Current-induced forces and hot spots in biased nanojunctions

Jing-Tao Lü; Rasmus B Christensen; Jian-Sheng Wang; Per Hedegård; Mads Brandbyge

doi:10.1103/PhysRevLett.114.096801

Current-induced forces and hot spots in biased nanojunctions

Phys Rev Lett. 2015 Mar 6;114(9):096801. doi: 10.1103/PhysRevLett.114.096801. Epub 2015 Mar 4.

Authors

Jing-Tao Lü^{1

2

3}, Rasmus B Christensen², Jian-Sheng Wang⁴, Per Hedegård³, Mads Brandbyge⁵

Affiliations

¹ School of Physics and Wuhan National High Magnetic Field Center, Huazhong University of Science and Technology, 430074 Wuhan, China.
² Department of Micro- and Nanotechnology, Technical University of Denmark, 2800 Kongens Lyngby, Denmark.
³ Niels Bohr Institute, Nano-Science Center, University of Copenhagen, 2100 Copenhagen Ø, Denmark.
⁴ Department of Physics, National University of Singapore, 117551 Singapore, Republic of Singapore.
⁵ Center for Nanostructured Graphene (CNG), Department of Micro- and Nanotechnology, Technical University of Denmark, 2800 Kongens Lyngby, Denmark.

PMID: 25793838
DOI: 10.1103/PhysRevLett.114.096801

Abstract

We investigate theoretically the interplay of current-induced forces (CIFs), Joule heating, and heat transport inside a current-carrying nanoconductor.
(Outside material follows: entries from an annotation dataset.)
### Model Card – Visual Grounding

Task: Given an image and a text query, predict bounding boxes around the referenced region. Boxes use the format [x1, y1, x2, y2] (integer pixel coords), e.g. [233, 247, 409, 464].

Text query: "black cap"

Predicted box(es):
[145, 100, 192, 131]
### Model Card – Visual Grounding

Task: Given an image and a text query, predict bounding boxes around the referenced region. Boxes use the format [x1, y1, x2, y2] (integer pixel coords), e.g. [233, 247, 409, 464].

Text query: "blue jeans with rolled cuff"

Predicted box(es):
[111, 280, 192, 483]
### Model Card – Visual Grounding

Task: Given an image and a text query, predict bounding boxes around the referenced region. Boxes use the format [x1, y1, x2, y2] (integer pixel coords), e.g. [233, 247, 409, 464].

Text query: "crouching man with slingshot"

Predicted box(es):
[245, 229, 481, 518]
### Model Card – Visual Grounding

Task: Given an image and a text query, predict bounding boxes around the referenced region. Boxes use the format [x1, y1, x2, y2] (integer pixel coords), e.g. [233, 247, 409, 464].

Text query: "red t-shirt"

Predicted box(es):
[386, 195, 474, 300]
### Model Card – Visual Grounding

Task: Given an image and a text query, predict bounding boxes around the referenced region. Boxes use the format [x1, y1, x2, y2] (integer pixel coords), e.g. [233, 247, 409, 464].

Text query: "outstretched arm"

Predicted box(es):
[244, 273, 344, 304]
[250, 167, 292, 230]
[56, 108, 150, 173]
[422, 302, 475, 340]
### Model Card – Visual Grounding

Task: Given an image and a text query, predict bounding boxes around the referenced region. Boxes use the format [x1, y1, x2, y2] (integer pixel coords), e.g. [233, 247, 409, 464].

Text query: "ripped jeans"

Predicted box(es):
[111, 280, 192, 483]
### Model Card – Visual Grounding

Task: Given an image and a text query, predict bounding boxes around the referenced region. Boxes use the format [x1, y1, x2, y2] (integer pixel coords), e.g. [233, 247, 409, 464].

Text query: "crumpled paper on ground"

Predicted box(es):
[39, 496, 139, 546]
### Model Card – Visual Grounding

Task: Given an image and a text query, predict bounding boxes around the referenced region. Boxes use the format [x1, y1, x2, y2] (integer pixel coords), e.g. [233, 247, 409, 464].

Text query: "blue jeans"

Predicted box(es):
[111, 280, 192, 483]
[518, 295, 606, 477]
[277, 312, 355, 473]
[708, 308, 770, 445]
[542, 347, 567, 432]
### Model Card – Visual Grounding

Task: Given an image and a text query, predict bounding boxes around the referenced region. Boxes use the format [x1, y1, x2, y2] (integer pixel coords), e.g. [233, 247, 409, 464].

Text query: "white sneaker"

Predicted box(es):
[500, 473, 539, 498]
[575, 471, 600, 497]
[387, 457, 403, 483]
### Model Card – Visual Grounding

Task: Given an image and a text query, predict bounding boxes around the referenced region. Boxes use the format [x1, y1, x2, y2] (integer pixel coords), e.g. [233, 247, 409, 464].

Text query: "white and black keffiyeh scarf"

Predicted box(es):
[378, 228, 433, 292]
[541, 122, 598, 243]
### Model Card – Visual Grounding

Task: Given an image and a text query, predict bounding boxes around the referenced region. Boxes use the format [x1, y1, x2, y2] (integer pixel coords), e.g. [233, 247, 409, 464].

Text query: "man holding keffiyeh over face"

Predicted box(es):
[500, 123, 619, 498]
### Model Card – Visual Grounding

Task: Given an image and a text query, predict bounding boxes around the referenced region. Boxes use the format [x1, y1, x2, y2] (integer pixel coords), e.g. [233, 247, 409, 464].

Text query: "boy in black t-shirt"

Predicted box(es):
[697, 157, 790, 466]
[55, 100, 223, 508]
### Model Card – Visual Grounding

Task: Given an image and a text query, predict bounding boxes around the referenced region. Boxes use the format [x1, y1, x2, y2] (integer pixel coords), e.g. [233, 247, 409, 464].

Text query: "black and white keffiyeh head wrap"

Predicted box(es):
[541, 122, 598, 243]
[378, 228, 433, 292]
We find that the CIFs, due to the electron-phonon coherence, can control the spatial heat dissipation in the conductor. This yields a significant asymmetric concentration of excess heating (hot spot) even for a symmetric conductor. When coupled to the electrode phonons, CIFs drive different phonon heat flux into the two electrodes. First-principles calculations on realistic biased nanojunctions illustrate the importance of the effect.